Question-and-Answer Session
Operator
Your first question comes from Matthew Carletti – Fox-Pitt, Kelton.
Matthew Carletti – Fox-Pitt, Kelton
Looking back to the first quarter casualty you bumped up the accident year loss ratio kind of given pricing trends and what you saw in lost costs and since then it’s been kind of a slow but steady improvement it seems both in 2Q and 3Q to slightly better accident year loss ratios. Could you just comment on what you’ve seen over the past six or nine months that has led you to bring that ratio down? What’s gone on with loss costs?
Joseph E. Dondanville
It’s basically favorable development because there’s nothing that you can do as far as making up the deterioration and the losses on price other than looking at our historical performance and that the base that we’re building off of our loss picks has continuously improved beyond what we originally estimated.
Matthew Carletti – Fox-Pitt, Kelton
So in other words it kind of lowered the bar, prior years are better than you thought and it lowered the bar for current business?
Joseph E. Dondanville
Yes.
Operator
Your next question comes from Bijan Moazami – FBR Capital Markets.
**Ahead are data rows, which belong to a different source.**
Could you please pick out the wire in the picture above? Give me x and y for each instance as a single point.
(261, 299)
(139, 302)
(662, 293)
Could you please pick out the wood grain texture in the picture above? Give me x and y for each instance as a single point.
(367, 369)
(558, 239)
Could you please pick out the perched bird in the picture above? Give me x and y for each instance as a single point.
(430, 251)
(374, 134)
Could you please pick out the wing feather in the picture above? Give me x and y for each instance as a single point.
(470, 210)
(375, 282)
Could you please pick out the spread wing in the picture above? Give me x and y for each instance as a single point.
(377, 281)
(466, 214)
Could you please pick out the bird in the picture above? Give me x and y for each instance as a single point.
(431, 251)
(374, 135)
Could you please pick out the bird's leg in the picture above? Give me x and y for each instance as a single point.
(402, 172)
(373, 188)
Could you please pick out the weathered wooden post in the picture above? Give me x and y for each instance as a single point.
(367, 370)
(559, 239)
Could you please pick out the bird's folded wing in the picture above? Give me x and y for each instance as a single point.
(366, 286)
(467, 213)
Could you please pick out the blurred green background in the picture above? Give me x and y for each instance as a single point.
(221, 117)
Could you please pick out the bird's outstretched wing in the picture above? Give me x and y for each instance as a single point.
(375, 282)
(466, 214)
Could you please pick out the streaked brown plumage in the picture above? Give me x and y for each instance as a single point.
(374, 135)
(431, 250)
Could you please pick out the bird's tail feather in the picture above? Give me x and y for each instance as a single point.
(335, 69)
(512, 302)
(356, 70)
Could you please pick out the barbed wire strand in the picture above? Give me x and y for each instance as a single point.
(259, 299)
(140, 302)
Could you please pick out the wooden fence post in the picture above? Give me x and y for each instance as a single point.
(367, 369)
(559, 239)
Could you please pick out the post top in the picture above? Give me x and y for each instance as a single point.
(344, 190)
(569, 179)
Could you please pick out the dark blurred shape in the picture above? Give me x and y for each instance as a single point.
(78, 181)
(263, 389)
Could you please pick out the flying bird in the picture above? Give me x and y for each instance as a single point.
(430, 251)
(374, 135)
Bijan Moazami – FBR Capital Markets
This question is for Mike Stone. I’m trying to get an understanding of exactly what happened during last quarter. On one hand a lot of brokers were saying that AIG were cutting rates as much as 40% in the wholesale brokerage market and now it seems that that has somewhat cut back into normal. On the other hand, I’m a little bit worried about any increase in unemployment rate what the impact of that would be, what the impact would decrease in the stock market. Will it be under D&O losses?
And also with the November election, with Democrats probably taking over would that increase the probability of some of the regulation going the wrong way? I’m just trying to understand the dynamic of the pricing in the context of what you guys think about loss costs going forward.
Michael J. Stone
Bijan I’ll try to answer that multi-part question the best I can. I think certainly on the AIG front it’s been a bit of a mixed bag I think from that perspective. We’ve seen them be very competitive in some areas and not as competitive in some other areas. I think they’re certainly being competitive in the surplus lines arena. But they have been competitive for the foreseeable past, so it’s really not any great change there. But it’s certainly not seeing them increase rates.